Reeder took this in as casually as if someone were passing him the salt. But she knew he was roiling inside.

“I suppose,” the leader said, just a hint of tension in his voice, “I should be grateful to you for identifying yourselves as assassins making an incursion.”

“How did you track us?” Reeder asked. Still as casual as dinner-table conversation.

Tiny shrug. “We didn’t have to. Your actions stayed off our radar, and you certainly weren’t betrayed, except by your own character. You see, we knew you’d be coming, Mr. Reeder. Your vanity demanded it. Turns out the great People Reader isn’t tough to read at all.”

That got a wisp of smile out of Reeder, whose AR-15 remained leveled directly at the leader of the insurrection, or anyway this cell of it.

Rogers — with her weapon aimed to the leader’s left, figuring Reeder would handle everyone to the man’s right — said, “You can’t hope to get away with this. It’s madness.”

“If so,” the leader said cheerfully, the snout of his gun in the bloodied President’s neck, “there’s method in it.
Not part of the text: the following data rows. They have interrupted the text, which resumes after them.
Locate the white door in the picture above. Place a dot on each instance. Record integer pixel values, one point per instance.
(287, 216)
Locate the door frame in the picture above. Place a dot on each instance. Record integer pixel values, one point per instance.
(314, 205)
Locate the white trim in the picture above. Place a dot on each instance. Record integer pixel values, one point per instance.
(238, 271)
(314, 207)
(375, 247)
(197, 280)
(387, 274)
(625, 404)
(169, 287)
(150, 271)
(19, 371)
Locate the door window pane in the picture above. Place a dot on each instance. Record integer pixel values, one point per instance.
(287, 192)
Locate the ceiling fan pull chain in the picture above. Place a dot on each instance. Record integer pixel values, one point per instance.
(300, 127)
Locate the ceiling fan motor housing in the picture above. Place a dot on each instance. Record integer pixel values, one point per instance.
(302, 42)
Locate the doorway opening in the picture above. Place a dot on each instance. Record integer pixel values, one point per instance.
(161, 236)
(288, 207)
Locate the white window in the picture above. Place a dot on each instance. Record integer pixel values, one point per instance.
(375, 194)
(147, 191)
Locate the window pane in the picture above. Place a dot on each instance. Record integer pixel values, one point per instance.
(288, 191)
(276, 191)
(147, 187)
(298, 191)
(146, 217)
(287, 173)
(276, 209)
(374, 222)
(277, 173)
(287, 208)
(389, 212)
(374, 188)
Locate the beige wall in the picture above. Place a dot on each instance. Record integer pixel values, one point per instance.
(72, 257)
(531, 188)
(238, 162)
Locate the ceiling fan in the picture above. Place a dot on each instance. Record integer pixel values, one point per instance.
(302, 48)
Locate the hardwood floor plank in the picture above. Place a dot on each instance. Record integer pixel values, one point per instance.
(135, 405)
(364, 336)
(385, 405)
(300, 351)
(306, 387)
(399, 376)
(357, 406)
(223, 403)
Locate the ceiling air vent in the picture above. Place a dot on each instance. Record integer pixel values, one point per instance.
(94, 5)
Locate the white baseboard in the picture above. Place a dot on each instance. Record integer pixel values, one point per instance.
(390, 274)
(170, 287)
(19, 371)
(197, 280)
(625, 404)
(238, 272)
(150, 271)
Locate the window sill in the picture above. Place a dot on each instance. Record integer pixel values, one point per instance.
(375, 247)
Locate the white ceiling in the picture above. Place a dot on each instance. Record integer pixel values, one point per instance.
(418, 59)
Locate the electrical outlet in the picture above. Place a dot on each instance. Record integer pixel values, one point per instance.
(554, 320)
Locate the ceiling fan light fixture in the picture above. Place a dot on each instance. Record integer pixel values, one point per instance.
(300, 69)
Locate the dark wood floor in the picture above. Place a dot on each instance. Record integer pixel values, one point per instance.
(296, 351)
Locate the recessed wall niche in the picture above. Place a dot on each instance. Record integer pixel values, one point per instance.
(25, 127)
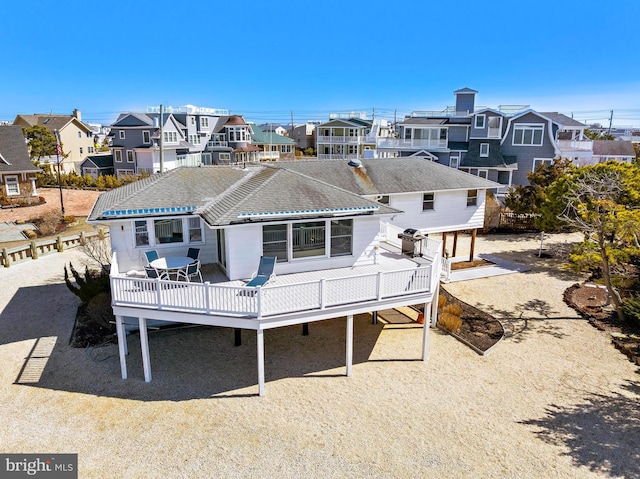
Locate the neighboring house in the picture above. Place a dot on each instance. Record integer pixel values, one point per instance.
(96, 165)
(502, 144)
(618, 150)
(334, 231)
(76, 138)
(274, 128)
(304, 135)
(349, 136)
(17, 173)
(273, 146)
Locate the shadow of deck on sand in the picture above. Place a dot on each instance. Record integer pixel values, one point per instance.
(188, 363)
(590, 431)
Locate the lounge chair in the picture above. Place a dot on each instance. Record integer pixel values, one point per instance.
(192, 270)
(193, 253)
(265, 271)
(153, 273)
(151, 255)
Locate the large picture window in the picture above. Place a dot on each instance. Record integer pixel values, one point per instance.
(274, 241)
(527, 135)
(308, 239)
(341, 237)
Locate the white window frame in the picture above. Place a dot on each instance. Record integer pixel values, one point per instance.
(524, 127)
(539, 161)
(147, 227)
(472, 197)
(484, 146)
(12, 185)
(428, 201)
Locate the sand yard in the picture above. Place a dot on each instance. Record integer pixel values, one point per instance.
(553, 399)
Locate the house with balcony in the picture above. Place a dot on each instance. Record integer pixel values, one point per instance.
(501, 144)
(76, 138)
(273, 146)
(17, 173)
(138, 138)
(335, 237)
(348, 136)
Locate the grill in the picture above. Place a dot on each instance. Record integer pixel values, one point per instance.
(411, 242)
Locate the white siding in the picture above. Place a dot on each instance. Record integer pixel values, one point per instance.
(450, 212)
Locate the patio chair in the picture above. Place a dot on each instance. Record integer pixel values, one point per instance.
(153, 273)
(192, 270)
(265, 271)
(151, 255)
(193, 253)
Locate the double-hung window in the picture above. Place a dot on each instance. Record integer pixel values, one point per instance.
(428, 201)
(527, 135)
(13, 187)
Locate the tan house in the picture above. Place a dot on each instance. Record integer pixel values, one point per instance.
(17, 173)
(76, 138)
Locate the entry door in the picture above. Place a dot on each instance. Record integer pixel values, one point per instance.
(222, 249)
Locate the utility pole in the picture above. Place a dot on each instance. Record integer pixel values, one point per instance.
(161, 139)
(58, 153)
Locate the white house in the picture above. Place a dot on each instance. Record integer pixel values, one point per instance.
(334, 237)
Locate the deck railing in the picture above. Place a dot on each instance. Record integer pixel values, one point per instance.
(220, 299)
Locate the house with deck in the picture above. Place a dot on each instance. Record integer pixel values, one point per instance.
(338, 244)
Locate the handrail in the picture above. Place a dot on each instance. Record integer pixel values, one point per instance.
(270, 300)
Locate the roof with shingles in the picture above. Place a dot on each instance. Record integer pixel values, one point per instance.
(386, 176)
(562, 119)
(613, 148)
(262, 137)
(221, 193)
(13, 150)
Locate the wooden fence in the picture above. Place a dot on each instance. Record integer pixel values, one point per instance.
(35, 249)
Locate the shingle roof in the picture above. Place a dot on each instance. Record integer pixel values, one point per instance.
(561, 119)
(13, 150)
(388, 175)
(613, 148)
(261, 137)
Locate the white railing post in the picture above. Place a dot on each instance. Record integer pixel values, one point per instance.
(158, 295)
(323, 299)
(207, 297)
(259, 305)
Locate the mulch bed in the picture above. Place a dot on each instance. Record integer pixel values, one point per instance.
(590, 301)
(478, 328)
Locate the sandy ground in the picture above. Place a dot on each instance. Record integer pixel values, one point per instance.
(76, 203)
(554, 399)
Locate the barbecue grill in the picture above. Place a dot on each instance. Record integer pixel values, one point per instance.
(411, 242)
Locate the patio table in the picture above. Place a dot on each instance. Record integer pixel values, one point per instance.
(171, 264)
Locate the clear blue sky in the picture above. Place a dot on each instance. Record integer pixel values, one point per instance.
(266, 59)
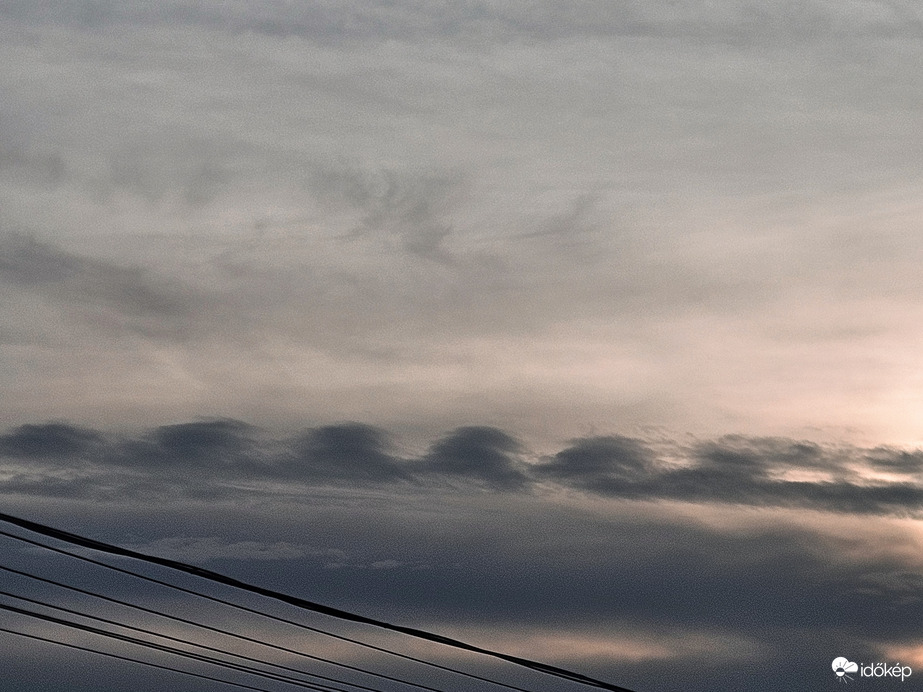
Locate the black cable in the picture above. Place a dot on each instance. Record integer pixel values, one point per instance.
(228, 633)
(133, 660)
(161, 647)
(306, 604)
(142, 630)
(277, 618)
The story is already written and ready for the media, how traitors from within conspired with Russian agents in a vain attempt to wipe out the US government. You will be the chief villains of the piece, even as the nation salutes this weakling...” — he dug that snout deeper into Harrison’s flesh — “... that we’ll have turned into a hero, while the fallen cabinet will become martyrs as the nation says, ‘Thank God for Nicholas Blount, our new president.’”

“What,” Reeder said calmly over the rifle, “did they promise you and these other disgraces to the Service?”

That made the leader’s eyes narrow, his upper lip twitching. “We’re patriots, Mr. Reeder, one and all. We want a return to the roots and values of this great nation and its founders. Those of us in the Service are every day witness to the compromises and surrenders of political leaders with no moral compass.”

What complete utter, empty bullshit, Rogers thought.

“I’m guessing,” Reeder said placidly, “that you’re after the directorship of the Service. And I’m probably looking at the new White House presidential detail, which will really know its stuff having betrayed a president themselves.”

The faces above those pointing handguns no longer seemed so impassive — frowns, however subtle, could be discerned.

“Mr. Reeder,” the leader said, “you are no one to talk. After all, twenty million dollars from Ukraine sources have been deposited in a Swiss bank account in your name, and another ten million each into similar accounts for Ms. Rogers and her FBI team. You are traitors, headed for vilification today, and pages in history rivaling Benedict Arnold tomorrow... so spare us your judgmental condescension.”